The first is to rename mapperreducer_so to TestProducerConsumer and to change its signature from func() to func(t *testing.T). This will turn it into a test function that you can run with go test. Better still, you can give the -race flag to go test to turn on the race detector, which will tell you if there are deadlock issues in the code you test.

If you also put TestProducerConsumer into a file with a _test.go suffix, it will be omitted from any non-test build.

Next, when you create a context with context.WithCancel, you should immediately include a defer cancel() line to make sure the context is canceled no matter how you leave the function. An exception is if you want the context to persist after the function's lifetime, but that's rare and probably indicates a need to restructure your code. (If you're worried that cancel will be called multiple times, don't be - the second and subsequent times are harmless no-ops. The worse case is calling it zero times.)

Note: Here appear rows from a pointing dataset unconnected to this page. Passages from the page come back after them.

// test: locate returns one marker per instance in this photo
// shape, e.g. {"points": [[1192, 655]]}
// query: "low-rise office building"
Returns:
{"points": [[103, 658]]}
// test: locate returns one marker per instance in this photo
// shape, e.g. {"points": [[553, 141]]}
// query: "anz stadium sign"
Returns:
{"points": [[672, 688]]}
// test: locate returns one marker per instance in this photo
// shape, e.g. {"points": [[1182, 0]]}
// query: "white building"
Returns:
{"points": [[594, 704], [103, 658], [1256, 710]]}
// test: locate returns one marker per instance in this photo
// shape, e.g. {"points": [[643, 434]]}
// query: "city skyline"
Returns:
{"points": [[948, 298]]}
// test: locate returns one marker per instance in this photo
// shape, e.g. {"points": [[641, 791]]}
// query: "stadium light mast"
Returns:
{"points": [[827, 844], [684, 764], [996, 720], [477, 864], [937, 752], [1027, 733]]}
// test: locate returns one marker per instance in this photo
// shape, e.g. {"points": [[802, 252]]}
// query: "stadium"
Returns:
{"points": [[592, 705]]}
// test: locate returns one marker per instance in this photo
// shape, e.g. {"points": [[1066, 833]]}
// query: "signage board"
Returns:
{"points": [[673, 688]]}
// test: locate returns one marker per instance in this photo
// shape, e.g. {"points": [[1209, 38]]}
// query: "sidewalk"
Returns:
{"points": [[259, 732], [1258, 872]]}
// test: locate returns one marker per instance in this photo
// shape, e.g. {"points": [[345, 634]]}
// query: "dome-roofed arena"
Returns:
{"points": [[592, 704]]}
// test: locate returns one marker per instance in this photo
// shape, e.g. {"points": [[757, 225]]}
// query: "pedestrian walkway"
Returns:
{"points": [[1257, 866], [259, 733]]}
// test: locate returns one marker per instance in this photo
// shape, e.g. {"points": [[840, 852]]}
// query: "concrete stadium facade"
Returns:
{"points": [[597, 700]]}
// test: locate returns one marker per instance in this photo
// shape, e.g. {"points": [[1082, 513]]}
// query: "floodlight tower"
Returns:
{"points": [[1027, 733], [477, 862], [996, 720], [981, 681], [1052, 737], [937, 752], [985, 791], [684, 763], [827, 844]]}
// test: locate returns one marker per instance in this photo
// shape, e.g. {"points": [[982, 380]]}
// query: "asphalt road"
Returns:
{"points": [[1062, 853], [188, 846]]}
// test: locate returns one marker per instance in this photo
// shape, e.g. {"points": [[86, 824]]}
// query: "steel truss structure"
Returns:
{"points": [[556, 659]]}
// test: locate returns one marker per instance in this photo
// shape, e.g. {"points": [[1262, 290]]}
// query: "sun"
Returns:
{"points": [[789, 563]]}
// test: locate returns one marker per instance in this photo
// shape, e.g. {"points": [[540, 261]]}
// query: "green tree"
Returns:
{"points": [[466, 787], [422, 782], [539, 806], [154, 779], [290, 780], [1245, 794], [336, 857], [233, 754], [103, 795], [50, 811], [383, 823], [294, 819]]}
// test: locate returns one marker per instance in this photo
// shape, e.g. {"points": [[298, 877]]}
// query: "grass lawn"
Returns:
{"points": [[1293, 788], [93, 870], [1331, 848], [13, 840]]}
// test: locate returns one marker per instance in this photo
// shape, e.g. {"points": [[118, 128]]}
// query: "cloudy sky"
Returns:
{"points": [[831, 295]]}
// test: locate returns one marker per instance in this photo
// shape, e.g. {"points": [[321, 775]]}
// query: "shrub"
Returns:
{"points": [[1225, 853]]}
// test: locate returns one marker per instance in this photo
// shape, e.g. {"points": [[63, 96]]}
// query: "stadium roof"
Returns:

Next, if you want an error in any goroutine to cause the other goroutines to be canceled, you want an errgroup.Group instead of a sync.WaitGroup. That will obviate a lot of the logic you've written here.

Next, I suggest using a single errgroup.Group to contain all producers and all consumers. There doesn't seem to be any reason to prefer separate groups.

Next, it's good practice to leave it up to the caller to launch goroutines. I suggest rewriting producer and consumer to contain only the bodies of the deferred funcs that they now contain, and changing the caller to invoke go producer(...) and go consumer(...). (It'll look a little different if you use errgroup.Group as I suggested above.)

If you use errgroup.Group, you can and should rewrite producer and consumer to return an error instead of sending it on a channel, and that should include ctx.Err() in the ctx.Done() case.

The wg.Done() at the top of consumer should of course be defer wg.Done().

Finally, permit me humbly to commend the package github.com/bobg/go-generics/parallel to your attention.